There are a couple of sermons to write, worship services to plan, all the stuff I’d normally do during the week that I’ll be gone.
But here’s the thing. This trip has become such a part of my life, I’m dreaming about it now. I actually wake up in the morning having vivid memories of conversations, and seeing faces of people I expect to meet. I usually don’t put a lot of stock in dreams (“there’s more gravy than grave about you”) but these are different. I’m billing this trip as a “relationship building mission,” opening doors and building friendships for future missions. I wonder if maybe the Holy Spirit isn’t already building those bridges, opening those doors, establishing those friendships. Oh, I pray that is the case.
I know I say I am anxious, but tonight, again, I will bring these things before the Lord with prayer and thanksgiving; and I will let His peace, His peace which surpasses my understanding, my comprehension, that peace will guard my heart and mind.
SDG

My Ebenezer

“Then Samuel took a stone and set it up between Mizpah and Shen.
He named it Ebenezer, saying, ‘Thus far has the Lord helped us.’”
(1 Samuel 7:12)

Rifling through my desk drawer, looking for something that I still cannot find, I happened to come across a brief statement of faith that I wrote about 10 years ago.  The statement was part of an assignment that I gave to the participants of an adult retreat that I had been leading on the book of Jude.  During the weekend study, I shared with the class that if you are called to stand for your faith, but cannot express your faith, you probably won’t stand for anything.  I asked the group, including myself, to write a brief statement of faith.  What follows is what I wrote as a statement of faith then, and I think it still applies today.

I know that I am a broken man, a sinner, who, left to his own ways, would continue to sin, rejecting God, His commands, and even His grace, mercy and love.

I know that God, who is holy, sovereign, and glorious in His majesty, is worthy of my praise, worship, honor, and obedience.  In my sin, I do not honor God, and I fully deserve God’s wrath; and He is righteous and just in His judgment against me.  Yet God is rich in mercy and steadfast in His love, and He sent His Son, Jesus Christ, to die for me.

Jesus was everything I was supposed to be and was not.  He was without sin, living completely devoted to God, and completely loving His brothers and sisters.  Even more, He took my sin, my guilt, my shame, my judgment, and He died on the cross in my place.  Three days later, He rose from the dead, and now He lives and reigns with God, praying for me and for all who follow Him.

Through the grace of God and the love of Christ, I now live in the power of the Holy Spirit.  The Spirit teaches me through the inspired word of scripture how to live a life in response to God’s grace, mercy, and love.  I am called to become Christlike, and can only do this by the Spirit working within me.  I am called to be a faithful disciple, to follow Christ, to learn from Him, to receive his blessing, and to proclaim His gospel.

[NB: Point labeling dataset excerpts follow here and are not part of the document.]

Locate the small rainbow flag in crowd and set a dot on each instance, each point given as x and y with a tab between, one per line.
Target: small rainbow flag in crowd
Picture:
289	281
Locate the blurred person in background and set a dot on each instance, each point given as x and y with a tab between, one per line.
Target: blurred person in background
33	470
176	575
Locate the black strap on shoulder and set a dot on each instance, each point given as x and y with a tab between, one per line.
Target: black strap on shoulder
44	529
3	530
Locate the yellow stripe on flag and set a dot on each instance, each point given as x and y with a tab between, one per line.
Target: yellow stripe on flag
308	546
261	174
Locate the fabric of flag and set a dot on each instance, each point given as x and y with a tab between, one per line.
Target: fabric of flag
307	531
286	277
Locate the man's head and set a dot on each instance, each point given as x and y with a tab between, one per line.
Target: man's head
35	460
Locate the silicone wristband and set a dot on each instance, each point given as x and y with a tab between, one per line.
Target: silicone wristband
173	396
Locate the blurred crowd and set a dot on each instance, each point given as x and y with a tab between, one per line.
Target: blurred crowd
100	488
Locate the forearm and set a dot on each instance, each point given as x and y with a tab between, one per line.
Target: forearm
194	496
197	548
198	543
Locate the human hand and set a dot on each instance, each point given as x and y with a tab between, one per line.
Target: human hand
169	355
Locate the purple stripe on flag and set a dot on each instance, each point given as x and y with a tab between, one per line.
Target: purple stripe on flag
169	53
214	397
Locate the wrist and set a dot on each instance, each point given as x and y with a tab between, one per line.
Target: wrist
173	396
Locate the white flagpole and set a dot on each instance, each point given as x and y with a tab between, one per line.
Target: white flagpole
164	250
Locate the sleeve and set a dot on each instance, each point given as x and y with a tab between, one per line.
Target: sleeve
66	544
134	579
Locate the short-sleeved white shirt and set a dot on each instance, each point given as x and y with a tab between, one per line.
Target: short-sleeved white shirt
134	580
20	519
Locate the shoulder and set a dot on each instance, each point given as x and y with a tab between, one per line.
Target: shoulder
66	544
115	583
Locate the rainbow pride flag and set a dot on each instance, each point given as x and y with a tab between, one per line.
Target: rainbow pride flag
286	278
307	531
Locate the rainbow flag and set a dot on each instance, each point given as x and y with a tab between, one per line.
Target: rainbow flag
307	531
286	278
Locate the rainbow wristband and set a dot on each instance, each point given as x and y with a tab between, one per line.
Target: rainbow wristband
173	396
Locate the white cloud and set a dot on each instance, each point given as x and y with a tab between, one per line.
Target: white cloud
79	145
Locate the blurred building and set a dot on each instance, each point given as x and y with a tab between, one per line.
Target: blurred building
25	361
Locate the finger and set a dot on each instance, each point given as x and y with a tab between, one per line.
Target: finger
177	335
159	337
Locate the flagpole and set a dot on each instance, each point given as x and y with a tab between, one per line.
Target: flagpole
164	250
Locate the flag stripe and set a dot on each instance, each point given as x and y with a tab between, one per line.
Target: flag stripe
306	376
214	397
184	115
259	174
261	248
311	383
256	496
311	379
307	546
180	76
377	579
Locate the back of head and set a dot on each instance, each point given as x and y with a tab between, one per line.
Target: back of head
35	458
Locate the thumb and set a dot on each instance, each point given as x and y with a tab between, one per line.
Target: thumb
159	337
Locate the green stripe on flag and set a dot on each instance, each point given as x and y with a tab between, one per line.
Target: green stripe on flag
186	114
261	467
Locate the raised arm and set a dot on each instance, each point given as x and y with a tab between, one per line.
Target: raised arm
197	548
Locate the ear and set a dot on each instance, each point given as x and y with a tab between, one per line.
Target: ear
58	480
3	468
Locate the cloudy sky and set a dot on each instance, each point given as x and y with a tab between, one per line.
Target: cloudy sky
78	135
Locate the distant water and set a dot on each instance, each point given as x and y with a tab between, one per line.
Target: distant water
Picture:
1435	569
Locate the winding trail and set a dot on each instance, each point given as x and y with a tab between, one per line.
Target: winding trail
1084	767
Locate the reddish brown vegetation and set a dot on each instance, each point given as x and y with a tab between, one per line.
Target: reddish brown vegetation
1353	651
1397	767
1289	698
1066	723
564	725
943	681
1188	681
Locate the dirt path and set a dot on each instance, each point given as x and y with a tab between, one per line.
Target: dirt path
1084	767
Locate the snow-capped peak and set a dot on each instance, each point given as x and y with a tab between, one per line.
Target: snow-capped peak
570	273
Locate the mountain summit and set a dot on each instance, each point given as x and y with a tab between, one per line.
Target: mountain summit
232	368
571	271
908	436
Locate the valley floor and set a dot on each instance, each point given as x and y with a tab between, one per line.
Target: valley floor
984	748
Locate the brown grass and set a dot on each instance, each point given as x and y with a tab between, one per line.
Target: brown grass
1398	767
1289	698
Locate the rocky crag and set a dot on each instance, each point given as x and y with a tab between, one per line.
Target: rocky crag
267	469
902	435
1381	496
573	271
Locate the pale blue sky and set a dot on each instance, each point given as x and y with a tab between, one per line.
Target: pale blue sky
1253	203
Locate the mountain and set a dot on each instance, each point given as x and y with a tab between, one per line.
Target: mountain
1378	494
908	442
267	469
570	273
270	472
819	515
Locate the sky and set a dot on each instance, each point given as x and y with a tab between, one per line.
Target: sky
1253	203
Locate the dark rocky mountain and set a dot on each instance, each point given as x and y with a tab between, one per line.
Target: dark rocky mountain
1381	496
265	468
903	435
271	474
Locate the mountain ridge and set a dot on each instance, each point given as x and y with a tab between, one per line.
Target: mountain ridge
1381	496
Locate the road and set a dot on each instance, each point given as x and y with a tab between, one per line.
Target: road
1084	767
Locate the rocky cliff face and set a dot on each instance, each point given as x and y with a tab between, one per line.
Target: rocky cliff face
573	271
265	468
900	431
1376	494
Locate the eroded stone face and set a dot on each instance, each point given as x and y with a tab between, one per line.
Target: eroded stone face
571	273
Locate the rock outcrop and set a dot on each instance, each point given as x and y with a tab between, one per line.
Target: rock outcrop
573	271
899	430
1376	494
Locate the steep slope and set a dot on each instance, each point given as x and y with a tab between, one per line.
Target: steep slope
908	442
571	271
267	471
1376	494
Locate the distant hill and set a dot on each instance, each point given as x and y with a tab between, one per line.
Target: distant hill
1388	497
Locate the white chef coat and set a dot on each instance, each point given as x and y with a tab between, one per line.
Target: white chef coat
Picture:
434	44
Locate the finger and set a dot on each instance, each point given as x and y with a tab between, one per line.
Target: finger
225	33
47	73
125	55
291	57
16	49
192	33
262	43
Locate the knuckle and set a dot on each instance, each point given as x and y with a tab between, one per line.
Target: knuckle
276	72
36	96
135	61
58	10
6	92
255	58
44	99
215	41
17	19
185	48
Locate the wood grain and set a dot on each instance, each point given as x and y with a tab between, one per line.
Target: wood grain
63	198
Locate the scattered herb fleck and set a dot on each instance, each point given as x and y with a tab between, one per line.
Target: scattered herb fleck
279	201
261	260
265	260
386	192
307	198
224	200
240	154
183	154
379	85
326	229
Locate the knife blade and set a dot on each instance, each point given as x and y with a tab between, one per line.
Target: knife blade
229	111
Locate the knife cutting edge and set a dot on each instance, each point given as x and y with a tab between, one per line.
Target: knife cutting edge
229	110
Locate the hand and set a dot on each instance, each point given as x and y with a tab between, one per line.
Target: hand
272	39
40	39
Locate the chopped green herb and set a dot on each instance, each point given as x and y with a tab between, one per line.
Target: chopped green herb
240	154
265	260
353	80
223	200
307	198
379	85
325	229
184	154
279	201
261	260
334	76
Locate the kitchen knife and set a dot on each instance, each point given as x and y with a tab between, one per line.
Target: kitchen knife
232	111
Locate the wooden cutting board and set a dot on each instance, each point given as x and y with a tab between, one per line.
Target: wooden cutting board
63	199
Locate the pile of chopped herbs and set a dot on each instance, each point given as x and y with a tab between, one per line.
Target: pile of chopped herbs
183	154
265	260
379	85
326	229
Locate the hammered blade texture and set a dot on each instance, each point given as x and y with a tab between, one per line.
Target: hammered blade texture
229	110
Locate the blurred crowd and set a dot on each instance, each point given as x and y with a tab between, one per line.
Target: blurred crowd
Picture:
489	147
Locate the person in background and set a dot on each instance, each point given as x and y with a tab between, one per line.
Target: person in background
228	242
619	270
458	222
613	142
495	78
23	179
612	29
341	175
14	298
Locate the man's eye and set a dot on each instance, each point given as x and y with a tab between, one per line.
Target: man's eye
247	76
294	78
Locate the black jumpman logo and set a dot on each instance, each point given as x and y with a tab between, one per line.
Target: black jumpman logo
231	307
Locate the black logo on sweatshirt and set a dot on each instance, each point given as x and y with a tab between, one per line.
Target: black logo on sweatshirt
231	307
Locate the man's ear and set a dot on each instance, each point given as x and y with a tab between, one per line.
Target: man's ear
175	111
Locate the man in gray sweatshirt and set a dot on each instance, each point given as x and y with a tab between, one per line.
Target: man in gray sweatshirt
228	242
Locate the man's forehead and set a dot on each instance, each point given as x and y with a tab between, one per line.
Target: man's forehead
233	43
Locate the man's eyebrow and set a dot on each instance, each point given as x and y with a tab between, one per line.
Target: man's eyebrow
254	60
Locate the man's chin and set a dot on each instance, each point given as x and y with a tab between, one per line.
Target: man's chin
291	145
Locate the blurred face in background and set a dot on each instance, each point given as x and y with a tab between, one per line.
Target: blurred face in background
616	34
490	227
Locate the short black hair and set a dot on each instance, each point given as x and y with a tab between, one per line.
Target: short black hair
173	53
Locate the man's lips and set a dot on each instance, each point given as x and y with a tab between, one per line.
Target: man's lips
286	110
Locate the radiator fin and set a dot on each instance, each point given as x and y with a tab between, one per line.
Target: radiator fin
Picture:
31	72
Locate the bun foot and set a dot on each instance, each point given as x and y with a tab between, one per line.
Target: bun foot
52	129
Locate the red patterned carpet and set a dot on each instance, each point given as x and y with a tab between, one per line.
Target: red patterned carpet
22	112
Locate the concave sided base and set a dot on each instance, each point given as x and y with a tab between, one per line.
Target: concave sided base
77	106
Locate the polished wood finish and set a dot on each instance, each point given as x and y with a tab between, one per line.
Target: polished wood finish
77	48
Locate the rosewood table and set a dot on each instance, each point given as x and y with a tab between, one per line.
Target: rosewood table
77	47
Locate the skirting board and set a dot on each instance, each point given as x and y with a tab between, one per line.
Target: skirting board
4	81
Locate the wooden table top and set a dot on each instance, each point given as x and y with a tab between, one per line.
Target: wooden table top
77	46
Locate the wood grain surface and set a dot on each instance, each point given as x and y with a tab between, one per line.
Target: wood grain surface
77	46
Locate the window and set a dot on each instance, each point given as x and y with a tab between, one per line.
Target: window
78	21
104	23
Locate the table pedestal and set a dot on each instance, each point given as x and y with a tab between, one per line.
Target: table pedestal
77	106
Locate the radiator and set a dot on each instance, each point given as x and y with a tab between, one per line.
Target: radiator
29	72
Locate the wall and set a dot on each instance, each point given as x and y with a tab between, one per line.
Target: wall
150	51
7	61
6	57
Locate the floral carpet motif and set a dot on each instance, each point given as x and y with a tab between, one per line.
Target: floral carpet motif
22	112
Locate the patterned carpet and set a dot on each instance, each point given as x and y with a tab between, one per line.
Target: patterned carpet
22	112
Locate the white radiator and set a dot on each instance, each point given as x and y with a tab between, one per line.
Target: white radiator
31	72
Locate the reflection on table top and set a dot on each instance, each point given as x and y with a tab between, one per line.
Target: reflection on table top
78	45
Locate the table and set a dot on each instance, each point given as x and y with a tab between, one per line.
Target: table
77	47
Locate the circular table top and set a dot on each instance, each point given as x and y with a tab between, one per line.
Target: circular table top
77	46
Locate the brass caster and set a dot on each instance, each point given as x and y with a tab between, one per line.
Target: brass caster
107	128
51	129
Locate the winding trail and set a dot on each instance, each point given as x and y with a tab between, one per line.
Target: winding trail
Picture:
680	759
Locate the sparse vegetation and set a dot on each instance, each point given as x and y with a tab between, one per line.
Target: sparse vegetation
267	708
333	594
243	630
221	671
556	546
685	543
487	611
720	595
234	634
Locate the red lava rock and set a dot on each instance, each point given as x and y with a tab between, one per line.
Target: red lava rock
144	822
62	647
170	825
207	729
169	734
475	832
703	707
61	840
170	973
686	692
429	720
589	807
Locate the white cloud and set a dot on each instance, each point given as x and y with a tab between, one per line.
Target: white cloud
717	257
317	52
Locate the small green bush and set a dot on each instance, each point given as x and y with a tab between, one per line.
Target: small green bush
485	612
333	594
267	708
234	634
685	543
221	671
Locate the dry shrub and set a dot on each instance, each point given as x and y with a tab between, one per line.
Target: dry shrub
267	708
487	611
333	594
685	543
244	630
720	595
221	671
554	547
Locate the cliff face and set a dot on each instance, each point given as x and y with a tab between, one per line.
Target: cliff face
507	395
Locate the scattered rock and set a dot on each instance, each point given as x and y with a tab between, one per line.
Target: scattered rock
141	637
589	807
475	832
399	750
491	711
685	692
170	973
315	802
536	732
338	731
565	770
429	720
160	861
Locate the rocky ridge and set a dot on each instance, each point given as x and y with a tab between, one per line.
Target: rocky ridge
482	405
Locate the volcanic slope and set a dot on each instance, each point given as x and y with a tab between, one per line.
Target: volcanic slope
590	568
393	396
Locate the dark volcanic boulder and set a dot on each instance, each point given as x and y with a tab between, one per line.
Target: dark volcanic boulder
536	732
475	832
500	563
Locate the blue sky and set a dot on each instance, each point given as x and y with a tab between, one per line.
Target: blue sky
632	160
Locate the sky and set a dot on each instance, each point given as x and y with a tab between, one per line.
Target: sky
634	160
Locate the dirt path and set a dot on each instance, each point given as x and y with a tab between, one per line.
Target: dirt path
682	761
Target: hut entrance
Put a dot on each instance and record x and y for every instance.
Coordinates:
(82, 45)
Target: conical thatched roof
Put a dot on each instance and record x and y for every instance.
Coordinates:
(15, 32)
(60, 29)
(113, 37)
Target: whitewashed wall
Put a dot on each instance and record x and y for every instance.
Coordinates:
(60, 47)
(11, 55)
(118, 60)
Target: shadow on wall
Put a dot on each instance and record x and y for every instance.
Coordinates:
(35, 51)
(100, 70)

I did not choose Christ, he has chosen me.

I did not love God, he loved me.

I did not come to God, he came to me.

Everything I do from this point forward ought to be a response of thanksgiving and praise for all that He has done.

I believe that the Church is the body of Christ in the world today when the word of God is faithfully taught and preached, when the sacraments of baptism and communion are properly administered, and when, in love, we disciple and encourage one another in our maturing Christian journey.

I believe the world, now more than ever, needs to know the blessing of knowing Jesus as savior and lord – may it know this through me.

I think it is interesting to see how my focus has changed in some ways, but in many ways has stayed the same.  What strikes me most is how I still sense the profound brokenness of my sin, and the amazing splendor of God’s grace for me in Jesus Christ.  He is truly the Rock of My Salvation.